Cheris was starting to wish she had appreciated her paperwork more. At this rate, she was never going to get a chance to finish it. “Yes, and I’d better hope for a few million soldiers to show up and join me,” she said sarcastically. “Really, a one-man crusade against the heptarchate entire? That’s not cocky, that’s psychotic.”

“Funny you should say that,” Kujen said, “considering you’ve never lost a battle.”

She hated it when people bludgeoned her over the head with that, but she held her peace.

“Besides,” Kujen said, “you’re in luck anyway. I looked at your academy transcripts. I don’t know how it escaped everyone’s notice for so long that you have dyscalculia. Math was the only subject you struggled with, isn’t that right? You need number theory to get anywhere in high-level calendrical warfare. Nine hundred years ago I invented an allied branch of math to make the mothdrives possible. No one else has successfully pulled off a major calendar shift. I’m surrounded by tinkerers, not real mathematicians.”

Yes, Cheris thought, and you came up with the remembrances, too. Specifically, the fact that they were accompanied by ceremonial torture. She was getting the idea that the torture had been a design parameter, not an unfortunate coincidence. “I’m sorry,” she said, “but I have a certain amount of evidence that you’re a sociopath. Why the fuck would I get in bed with you?”

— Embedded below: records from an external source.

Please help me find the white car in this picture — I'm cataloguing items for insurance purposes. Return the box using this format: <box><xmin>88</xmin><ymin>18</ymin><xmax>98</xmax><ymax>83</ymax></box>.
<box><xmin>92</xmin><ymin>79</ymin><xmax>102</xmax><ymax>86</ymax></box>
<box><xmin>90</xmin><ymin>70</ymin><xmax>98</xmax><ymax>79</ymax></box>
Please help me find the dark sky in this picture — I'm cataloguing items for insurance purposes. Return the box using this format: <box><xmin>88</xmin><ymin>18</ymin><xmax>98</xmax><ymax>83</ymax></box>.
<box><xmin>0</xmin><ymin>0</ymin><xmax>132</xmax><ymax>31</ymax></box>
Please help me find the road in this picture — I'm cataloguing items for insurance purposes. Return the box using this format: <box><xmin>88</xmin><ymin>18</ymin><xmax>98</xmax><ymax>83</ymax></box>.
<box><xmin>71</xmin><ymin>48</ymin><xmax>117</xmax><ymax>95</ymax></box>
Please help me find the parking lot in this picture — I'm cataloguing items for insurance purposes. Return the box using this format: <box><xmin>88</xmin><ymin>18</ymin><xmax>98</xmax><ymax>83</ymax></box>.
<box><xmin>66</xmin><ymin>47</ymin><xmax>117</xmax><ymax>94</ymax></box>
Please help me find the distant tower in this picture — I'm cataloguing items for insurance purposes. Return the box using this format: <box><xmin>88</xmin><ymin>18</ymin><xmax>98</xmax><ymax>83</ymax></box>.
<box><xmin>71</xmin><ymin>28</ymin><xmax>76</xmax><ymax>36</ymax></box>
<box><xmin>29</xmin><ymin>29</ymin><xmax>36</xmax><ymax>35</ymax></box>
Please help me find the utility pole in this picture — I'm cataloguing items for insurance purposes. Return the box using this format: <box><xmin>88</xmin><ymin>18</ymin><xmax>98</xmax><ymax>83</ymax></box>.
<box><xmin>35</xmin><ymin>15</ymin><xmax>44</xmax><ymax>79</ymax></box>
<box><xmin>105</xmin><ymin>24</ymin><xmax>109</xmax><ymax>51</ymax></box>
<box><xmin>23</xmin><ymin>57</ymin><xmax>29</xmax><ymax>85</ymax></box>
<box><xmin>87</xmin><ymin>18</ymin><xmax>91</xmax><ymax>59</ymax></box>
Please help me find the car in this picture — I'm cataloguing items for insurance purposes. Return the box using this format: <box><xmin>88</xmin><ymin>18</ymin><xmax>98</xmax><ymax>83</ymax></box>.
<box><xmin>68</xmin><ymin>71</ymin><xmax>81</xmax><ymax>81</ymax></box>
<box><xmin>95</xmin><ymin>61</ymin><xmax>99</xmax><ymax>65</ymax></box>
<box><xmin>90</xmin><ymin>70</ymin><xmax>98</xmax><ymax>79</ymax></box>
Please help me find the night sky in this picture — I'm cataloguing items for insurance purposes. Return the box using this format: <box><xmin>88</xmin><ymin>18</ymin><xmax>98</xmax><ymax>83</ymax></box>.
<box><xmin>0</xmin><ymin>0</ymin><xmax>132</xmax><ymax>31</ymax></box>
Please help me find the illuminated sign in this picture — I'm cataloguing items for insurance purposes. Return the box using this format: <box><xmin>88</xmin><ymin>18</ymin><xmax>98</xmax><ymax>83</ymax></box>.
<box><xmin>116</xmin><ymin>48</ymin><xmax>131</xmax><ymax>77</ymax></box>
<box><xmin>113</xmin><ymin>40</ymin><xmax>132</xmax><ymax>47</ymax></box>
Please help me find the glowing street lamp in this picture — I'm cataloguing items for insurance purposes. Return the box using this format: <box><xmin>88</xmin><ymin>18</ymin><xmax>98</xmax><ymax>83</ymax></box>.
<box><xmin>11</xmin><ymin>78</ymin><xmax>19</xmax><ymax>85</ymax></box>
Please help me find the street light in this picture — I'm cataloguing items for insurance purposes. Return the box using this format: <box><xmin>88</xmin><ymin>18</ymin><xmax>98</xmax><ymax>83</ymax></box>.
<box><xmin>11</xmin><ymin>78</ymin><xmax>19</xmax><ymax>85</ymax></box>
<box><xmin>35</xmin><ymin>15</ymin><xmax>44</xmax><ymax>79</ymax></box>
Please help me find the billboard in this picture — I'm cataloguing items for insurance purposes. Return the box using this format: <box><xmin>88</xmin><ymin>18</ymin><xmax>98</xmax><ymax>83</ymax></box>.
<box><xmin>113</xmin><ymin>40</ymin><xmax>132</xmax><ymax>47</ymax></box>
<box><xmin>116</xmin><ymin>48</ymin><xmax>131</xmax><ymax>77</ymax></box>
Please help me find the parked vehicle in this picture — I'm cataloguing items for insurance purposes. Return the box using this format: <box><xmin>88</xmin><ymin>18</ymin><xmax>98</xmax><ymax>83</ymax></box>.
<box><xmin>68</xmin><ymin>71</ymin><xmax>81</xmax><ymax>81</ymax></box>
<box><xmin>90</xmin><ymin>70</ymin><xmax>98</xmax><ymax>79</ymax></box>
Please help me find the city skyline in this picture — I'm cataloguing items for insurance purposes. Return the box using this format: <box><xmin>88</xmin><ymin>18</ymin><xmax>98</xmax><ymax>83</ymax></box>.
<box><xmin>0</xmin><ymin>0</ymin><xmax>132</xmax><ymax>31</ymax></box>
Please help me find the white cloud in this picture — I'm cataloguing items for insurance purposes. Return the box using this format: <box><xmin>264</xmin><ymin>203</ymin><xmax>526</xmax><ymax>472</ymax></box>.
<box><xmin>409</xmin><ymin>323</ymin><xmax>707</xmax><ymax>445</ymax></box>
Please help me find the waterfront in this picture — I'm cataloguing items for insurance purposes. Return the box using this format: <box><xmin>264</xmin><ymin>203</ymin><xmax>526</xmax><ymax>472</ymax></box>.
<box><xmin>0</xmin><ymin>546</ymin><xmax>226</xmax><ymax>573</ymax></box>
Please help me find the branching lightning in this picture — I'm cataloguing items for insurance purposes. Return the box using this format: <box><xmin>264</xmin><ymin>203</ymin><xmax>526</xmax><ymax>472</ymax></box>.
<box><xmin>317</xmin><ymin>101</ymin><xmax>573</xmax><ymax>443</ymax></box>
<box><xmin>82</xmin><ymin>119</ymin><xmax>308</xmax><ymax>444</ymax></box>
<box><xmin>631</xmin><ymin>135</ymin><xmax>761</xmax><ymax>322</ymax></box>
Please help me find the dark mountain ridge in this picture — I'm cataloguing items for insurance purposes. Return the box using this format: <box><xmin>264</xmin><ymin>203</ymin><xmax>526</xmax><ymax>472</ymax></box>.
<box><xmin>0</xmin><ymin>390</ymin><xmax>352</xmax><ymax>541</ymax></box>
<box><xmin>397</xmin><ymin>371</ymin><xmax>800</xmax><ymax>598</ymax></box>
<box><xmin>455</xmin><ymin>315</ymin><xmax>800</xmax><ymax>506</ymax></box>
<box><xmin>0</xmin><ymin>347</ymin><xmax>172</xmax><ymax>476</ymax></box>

The thing was, Kujen was making her one hell of an offer. Cheris’s original plan had called for finding a way to assassinate him, because she despised the regime that Kujen represented, and she had thought the only way to replace it with a better one was to annihilate Kujen first. But if she could make use of him instead –

Kujen grinned at her. “This coming from a former assassin.” He glanced over his shoulder at the corpse. “Instead of killing people one at a time, you get to kill them a bunch at a time now, isn’t that why you traded up? In academy you were good at a lot of things. Languages, for instance. You could have gone into propaganda or interpreting or analysis. Yet you threw everything away to become a walking gun.